Personne ne pouvait se méprendre sur la destination que cette libéralité
apparente allait recevoir. Ambroise moins que tout autre. Mais il n'éprouva
aucune surprise de la manœuvre qui l'avait dictée. C'est tout au plus même si,
tout en regrettant de voir engager une nouvelle lutte qui mettait la foi de plus
d'un chrétien en péril, il n'éprouva pas quelque satisfaction d'un acte
significatif qui en éclaircissant la situation, le tirait d'un véritable
embarras. Quelque répugnance qu'il eût éprouvée, en effet, à accepter la main
sanglante qui lui était tendue, il n'avait pourtant aucune raison pour refuser
sur un simple soupçon (même très fondé assurément, mais non appuyé sur des
preuves certaines) d'entrer en relation avec les représentants d'un pouvoir
généralement reconnu autour de lui. Il ne lui appartenait pas de contester la
validité de l'élection d'Eugène, qui, d'ailleurs, n'avait rien de surprenant ni
d'irrégulier, aucun principe ni d'hérédité monarchique, ni de consentement
populaire n'ayant jamais réglé les hasards du mode de succession à l'Empire. Il
n'avait donc pas cru pouvoir interrompre les rapports de service nécessaires
entre un important évêché comme celui de Milan et la chancellerie impériale. Il
devait donc se demander quel accueil il aurait à faire à Eugène quand il
arriverait à Milan. Mais du moment où le nouveau souverain se faisait clairement
le patron d'une cause qu'il avait combattue lui-même, à tant de reprises, comme
attentatoire à l'honneur de l'Église, il avait mieux qu'un prétexte pour
s'écarter de lui et c'était le traiter avec les égards de convenance qui lui
étaient dus que de ne pas relever le défi en lui adressant une protestation en
face.
Il prit le parti de quitter Milan, dès que l'arrivée d'Eugène fut certaine, en
lui laissant une lettre qui dut être rendue publique et où en se conformant à
toutes les règles de l'étiquette, il motivait son absence uniquement sur le
devoir de veiller à la dignité de l'Église et au respect de la loi divine : «
Ambroise, évêque, au très clément Empereur Eugène : Ne cherchez pas d'autre
cause à mon départ que la crainte de Dieu qui dirige toutes mes actions et me
fait rechercher la faveur du Christ plutôt que celle des hommes.... Je dois vous
tenir le même langage que j'ai fait entendre à d'autres Empereurs avant vous....
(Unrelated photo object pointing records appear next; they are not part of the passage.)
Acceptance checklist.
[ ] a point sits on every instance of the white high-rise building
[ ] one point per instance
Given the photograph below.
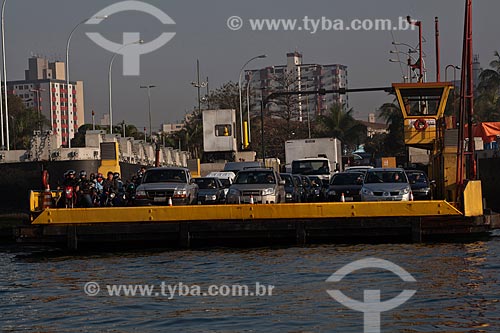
(296, 75)
(45, 90)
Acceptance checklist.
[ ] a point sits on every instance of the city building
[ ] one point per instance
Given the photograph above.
(45, 89)
(296, 75)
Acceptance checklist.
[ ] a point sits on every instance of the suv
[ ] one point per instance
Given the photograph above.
(385, 184)
(161, 184)
(264, 185)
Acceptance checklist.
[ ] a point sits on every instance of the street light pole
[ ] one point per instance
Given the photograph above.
(110, 82)
(455, 67)
(5, 79)
(67, 69)
(248, 108)
(148, 87)
(239, 90)
(199, 84)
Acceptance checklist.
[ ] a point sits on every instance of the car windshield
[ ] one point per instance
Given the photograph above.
(383, 176)
(225, 182)
(164, 176)
(288, 180)
(310, 167)
(316, 181)
(417, 178)
(350, 178)
(255, 177)
(205, 183)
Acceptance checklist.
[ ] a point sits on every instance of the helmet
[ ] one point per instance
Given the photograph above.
(70, 173)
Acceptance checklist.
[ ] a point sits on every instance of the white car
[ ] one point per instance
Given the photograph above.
(385, 184)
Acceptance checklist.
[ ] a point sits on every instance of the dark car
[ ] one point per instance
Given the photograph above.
(211, 191)
(303, 195)
(292, 192)
(347, 183)
(421, 187)
(317, 189)
(257, 185)
(308, 188)
(160, 186)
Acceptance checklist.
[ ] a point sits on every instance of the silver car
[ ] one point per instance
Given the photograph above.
(160, 186)
(385, 184)
(259, 185)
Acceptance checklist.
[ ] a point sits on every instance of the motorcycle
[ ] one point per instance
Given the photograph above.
(70, 196)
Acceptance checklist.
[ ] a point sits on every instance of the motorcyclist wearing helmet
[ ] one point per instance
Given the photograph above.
(85, 190)
(69, 181)
(140, 174)
(98, 182)
(110, 185)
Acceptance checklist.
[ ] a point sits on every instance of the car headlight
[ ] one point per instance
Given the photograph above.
(180, 193)
(268, 191)
(234, 192)
(366, 191)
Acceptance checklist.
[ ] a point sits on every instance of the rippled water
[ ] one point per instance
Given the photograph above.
(457, 289)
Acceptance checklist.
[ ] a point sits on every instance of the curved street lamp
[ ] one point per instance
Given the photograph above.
(410, 56)
(67, 64)
(140, 41)
(148, 87)
(5, 81)
(239, 89)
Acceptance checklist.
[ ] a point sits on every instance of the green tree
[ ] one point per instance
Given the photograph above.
(23, 122)
(339, 123)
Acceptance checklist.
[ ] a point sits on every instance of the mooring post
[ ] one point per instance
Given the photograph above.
(300, 230)
(72, 238)
(184, 235)
(416, 230)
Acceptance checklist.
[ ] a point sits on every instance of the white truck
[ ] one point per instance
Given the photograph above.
(319, 157)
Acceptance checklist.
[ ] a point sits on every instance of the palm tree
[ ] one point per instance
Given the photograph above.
(339, 123)
(394, 141)
(490, 78)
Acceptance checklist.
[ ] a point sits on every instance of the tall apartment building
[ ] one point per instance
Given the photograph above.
(296, 75)
(45, 90)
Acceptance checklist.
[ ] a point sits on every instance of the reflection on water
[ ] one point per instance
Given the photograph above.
(457, 289)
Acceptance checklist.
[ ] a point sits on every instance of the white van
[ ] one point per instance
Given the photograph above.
(226, 178)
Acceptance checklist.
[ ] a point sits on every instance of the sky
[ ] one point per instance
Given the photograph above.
(41, 27)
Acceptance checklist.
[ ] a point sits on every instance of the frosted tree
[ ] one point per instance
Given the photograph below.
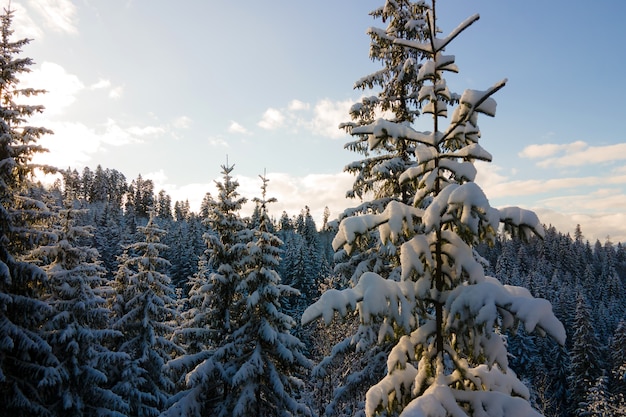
(212, 306)
(254, 371)
(78, 329)
(28, 367)
(586, 357)
(443, 315)
(262, 359)
(377, 176)
(145, 313)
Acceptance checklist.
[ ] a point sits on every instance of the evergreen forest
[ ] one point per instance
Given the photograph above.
(117, 301)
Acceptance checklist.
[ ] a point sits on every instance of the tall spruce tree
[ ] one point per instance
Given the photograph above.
(586, 357)
(214, 305)
(78, 329)
(28, 367)
(145, 314)
(437, 307)
(262, 359)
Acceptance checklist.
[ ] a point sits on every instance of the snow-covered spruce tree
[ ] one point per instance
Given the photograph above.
(28, 368)
(377, 177)
(586, 357)
(211, 313)
(262, 359)
(144, 309)
(443, 314)
(78, 329)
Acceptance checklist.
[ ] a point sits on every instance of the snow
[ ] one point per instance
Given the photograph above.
(381, 129)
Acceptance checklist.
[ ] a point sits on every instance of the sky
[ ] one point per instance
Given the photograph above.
(174, 90)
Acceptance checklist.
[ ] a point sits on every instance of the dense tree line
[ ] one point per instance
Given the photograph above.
(116, 301)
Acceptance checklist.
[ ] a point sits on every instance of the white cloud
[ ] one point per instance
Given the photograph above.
(182, 122)
(237, 128)
(600, 212)
(23, 23)
(594, 226)
(322, 120)
(577, 153)
(218, 141)
(58, 15)
(61, 87)
(272, 119)
(74, 144)
(116, 92)
(295, 105)
(327, 117)
(101, 83)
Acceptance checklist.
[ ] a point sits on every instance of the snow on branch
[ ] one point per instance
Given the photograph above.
(382, 129)
(375, 295)
(480, 302)
(438, 44)
(520, 222)
(393, 221)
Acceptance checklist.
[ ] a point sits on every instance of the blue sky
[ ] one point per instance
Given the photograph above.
(169, 90)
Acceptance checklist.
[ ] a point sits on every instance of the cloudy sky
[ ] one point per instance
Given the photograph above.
(172, 90)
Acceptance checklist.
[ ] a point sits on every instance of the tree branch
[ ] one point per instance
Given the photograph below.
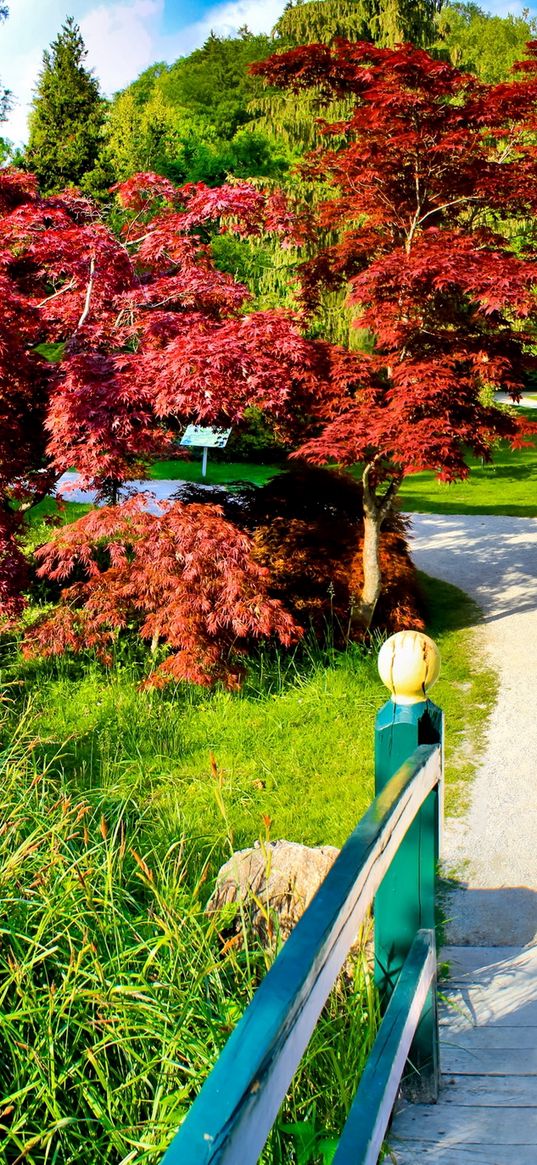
(89, 290)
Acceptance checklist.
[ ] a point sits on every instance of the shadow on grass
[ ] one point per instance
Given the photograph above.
(428, 503)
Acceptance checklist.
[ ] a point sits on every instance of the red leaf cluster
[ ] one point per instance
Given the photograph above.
(183, 578)
(149, 334)
(430, 169)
» Rappelant alors les phases différentes qu'avait déjà traversées la question si
inopinément renouvelée, il traite avec une sévérité dédaigneuse des artifices
qui ne trompaient personne.
« Considérez, Empereur, lui dit-il, que Dieu voit le fond des cœurs et pénètre
l'intérieur des consciences, il voit toutes choses avant qu'elles aient lieu, et
tous les battements de votre cœur dans votre poitrine. Vous ne voulez sûrement
pas qu'on vous trompe. Croyez-vous donc pouvoir cacher à Dieu quelque chose ?
Peu nous importe que vous fassiez des largesses avec les revenus enlevés aux
temples, nous n'envions pas vos libéralités. Mais personne ne regardera ce que
vous avez fait; tout le monde verra que vous avez voulu faire ce que feront ceux
à qui vous attribuez ces biens, c'est vous-même qui l'aurez fait. »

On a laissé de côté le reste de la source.